Oscar Wilde Monument, Dublin
Au premier étage, depuis les fenêtres du 1 Merrion Square, le regard se porte sur la statue colorée qui trône à l’angle du parc. Réalisée en pierres semi-précieuses – jade, granit bleu perle et thulite – elle rend hommage à l’une des personnalités les plus flamboyantes d’Irlande : Oscar Wilde. C’est dans cette demeure, ouverte sur le parc, que l’écrivain a passé ses jeunes années.

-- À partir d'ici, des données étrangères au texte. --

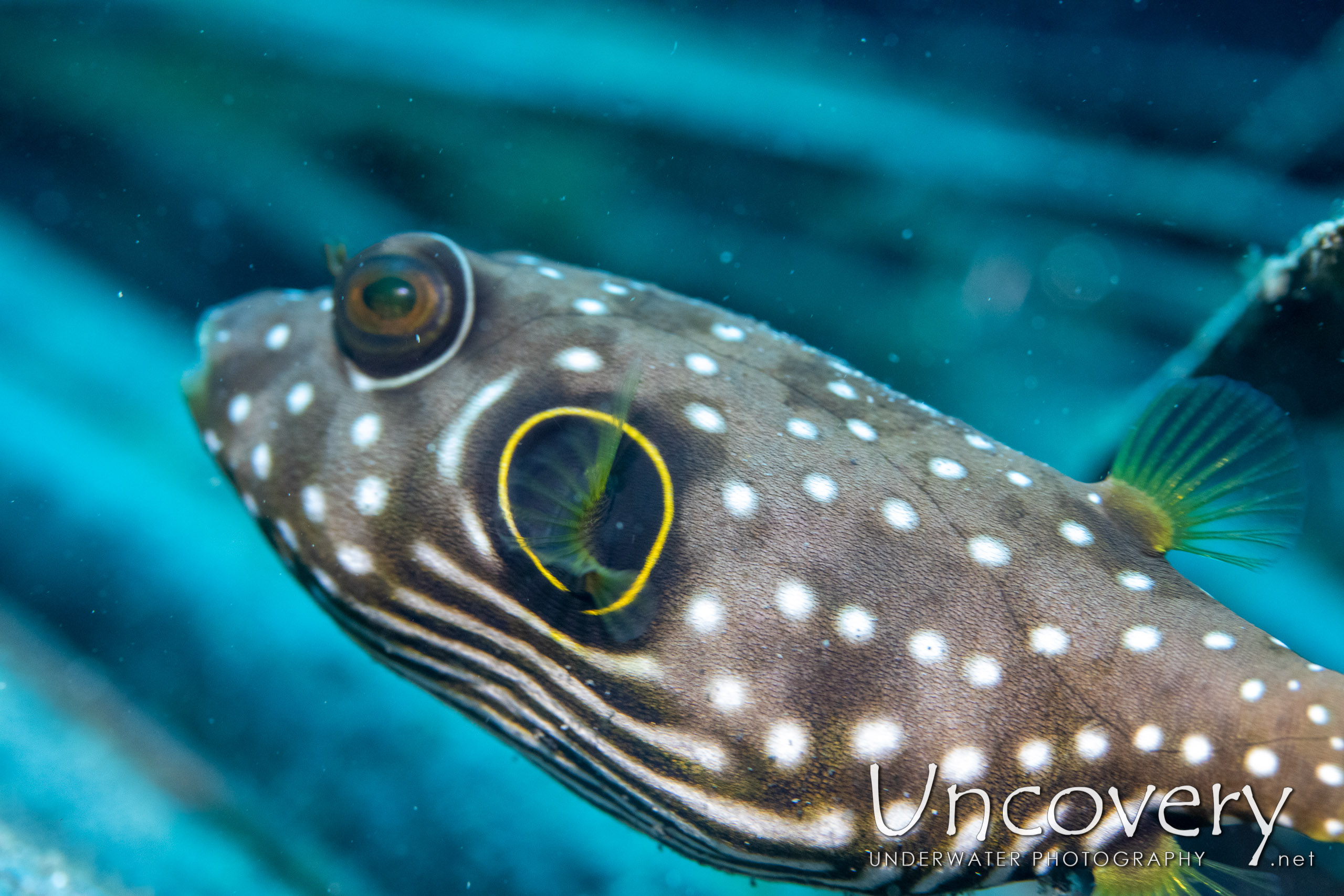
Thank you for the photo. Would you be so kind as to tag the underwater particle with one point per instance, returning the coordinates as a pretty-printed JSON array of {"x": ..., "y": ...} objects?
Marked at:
[
  {"x": 1196, "y": 750},
  {"x": 299, "y": 398},
  {"x": 581, "y": 361},
  {"x": 1034, "y": 755},
  {"x": 963, "y": 765},
  {"x": 589, "y": 307},
  {"x": 1135, "y": 581},
  {"x": 877, "y": 739},
  {"x": 1076, "y": 534},
  {"x": 1143, "y": 638},
  {"x": 370, "y": 496},
  {"x": 239, "y": 407},
  {"x": 1092, "y": 743},
  {"x": 983, "y": 672},
  {"x": 988, "y": 553},
  {"x": 1050, "y": 641},
  {"x": 354, "y": 559},
  {"x": 261, "y": 461},
  {"x": 740, "y": 500},
  {"x": 899, "y": 515},
  {"x": 702, "y": 364},
  {"x": 855, "y": 625},
  {"x": 820, "y": 488},
  {"x": 1261, "y": 762},
  {"x": 728, "y": 332},
  {"x": 928, "y": 648},
  {"x": 728, "y": 693},
  {"x": 802, "y": 429},
  {"x": 705, "y": 614},
  {"x": 947, "y": 469},
  {"x": 365, "y": 430},
  {"x": 315, "y": 503},
  {"x": 277, "y": 336},
  {"x": 795, "y": 599},
  {"x": 1148, "y": 738},
  {"x": 786, "y": 743}
]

Cette année marque les 125 ans de la mort d’Oscar Wilde, décédé le 30 novembre 1900. Figure majeure de la littérature et considéré comme l’un des plus grands écrivains du pays, il est célébré lors d’une série de festivals, d’événements culturels et de visites guidées, à Dublin, sa ville natale, mais aussi dans toute l’Irlande. Une programmation riche et variée, à la hauteur de celui qui affirmait avec malice : « Il n'y a qu'une chose au monde pire que la renommée, c'est de n'en pas avoir. »
Oscar Wilde's accomodation at Trinity college - Dublin
Un héritage monumental
À Merrion Square, le Monument Oscar Wilde rend hommage à l’écrivain avec certaines de ses citations les plus célèbres, gravées sur deux socles disposés face à sa statue. Le premier arbore une sculpture de son épouse, tandis que sur l’autre figure Dionysos, divinité grecque associée à la jeunesse, au vin, au théâtre et à la poésie. Sur chacun, plusieurs figures emblématiques, parmi lesquelles Bono, Seamus Heaney ou encore Brian Friel, ont sélectionné et fait inscrire, dans leur propre écriture, les mots de Wilde qui leur sont les plus chers.

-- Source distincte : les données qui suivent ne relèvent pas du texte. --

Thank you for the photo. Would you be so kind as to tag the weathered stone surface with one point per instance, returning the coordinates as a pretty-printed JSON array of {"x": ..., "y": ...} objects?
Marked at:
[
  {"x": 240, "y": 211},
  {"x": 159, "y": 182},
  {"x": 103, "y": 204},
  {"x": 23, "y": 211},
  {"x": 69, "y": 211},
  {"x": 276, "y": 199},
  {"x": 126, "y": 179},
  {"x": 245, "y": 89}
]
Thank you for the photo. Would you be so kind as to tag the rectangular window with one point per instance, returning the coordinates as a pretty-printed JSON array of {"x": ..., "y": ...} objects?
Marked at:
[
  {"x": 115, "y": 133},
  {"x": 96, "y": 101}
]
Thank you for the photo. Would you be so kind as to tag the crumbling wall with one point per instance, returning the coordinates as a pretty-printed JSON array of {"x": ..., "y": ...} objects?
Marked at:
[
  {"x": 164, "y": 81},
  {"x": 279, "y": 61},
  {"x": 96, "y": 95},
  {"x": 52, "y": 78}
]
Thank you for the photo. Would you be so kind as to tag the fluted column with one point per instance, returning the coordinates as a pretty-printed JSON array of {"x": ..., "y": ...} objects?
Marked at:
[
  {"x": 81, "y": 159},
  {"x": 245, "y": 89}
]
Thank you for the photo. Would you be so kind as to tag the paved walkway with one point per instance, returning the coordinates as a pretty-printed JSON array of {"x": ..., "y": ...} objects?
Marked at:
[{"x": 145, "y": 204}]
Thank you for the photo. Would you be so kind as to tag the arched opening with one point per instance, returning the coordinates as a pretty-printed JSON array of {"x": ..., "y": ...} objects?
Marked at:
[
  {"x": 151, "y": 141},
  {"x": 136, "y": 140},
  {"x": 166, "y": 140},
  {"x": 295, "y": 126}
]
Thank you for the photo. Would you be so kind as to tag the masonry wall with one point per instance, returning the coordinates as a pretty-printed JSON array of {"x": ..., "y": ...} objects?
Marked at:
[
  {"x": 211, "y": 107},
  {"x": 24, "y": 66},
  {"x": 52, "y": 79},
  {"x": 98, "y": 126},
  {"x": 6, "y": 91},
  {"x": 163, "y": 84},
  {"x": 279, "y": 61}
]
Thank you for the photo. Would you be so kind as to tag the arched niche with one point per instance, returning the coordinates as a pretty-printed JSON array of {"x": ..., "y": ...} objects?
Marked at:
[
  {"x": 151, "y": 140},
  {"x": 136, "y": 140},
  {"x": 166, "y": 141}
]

Pour Martin Burns, directeur artistique de l’Oscar Wilde House, l’un des grands atouts de l’écrivain réside dans la simplicité de ses épigrammes. « Il n’est nul besoin d’être spécialiste de littérature pour apprécier des phrases telles que : “Nous sommes tous dans le caniveau, mais certains d’entre nous regardent les étoiles”. Ces traits d’esprit, à la fois limpides et percutants, trouvent un écho immédiat auprès de chacun. »
Durant la majeure partie de l’année, l’Oscar Wilde House abrite l’American College de Dublin. Le lieu ouvre toutefois ses portes au public le week-end, avec une visite guidée hebdomadaire, et se découvre en visite libre tout au long de l’été. Une occasion privilégiée de parcourir la demeure dans laquelle a grandi l’écrivain et d’explorer les multiples facettes de sa vie et de son œuvre.
« Nous ne proposons pas une version édulcorée de son histoire, souligne Martin Burns. La réalité se révèle bien plus fascinante. Wilde demeure une figure révolutionnaire, une icône gay et un symbole irlandais. Son œuvre se distingue par sa diversité, allant des contes au roman gothique, en passant par quatre comédies de mœurs couronnées de succès. Il régna sur les scènes du West End londonien durant quatre années avant que sa vie ne bascule. »
Sur les pas de Wilde
Martin Burns est également le directeur artistique d’« Oscariana : A Wilde Festival », un rendez-vous annuel organisé autour du 16 octobre, date de la naissance d’Oscar Wilde. Cet événement célèbre la vie, l’œuvre et l’héritage de l’écrivain à travers une série d’animations proposées à l’Oscar Wilde House ainsi que dans divers lieux de Dublin. Cette année, la pièce The Importance of Being Oscar sera présentée dans l’ambiance feutrée du Speranza Salon Room, un espace baptisé en hommage à la mère de Wilde, connu pour les fastueuses réceptions qu’elle y organisait autrefois.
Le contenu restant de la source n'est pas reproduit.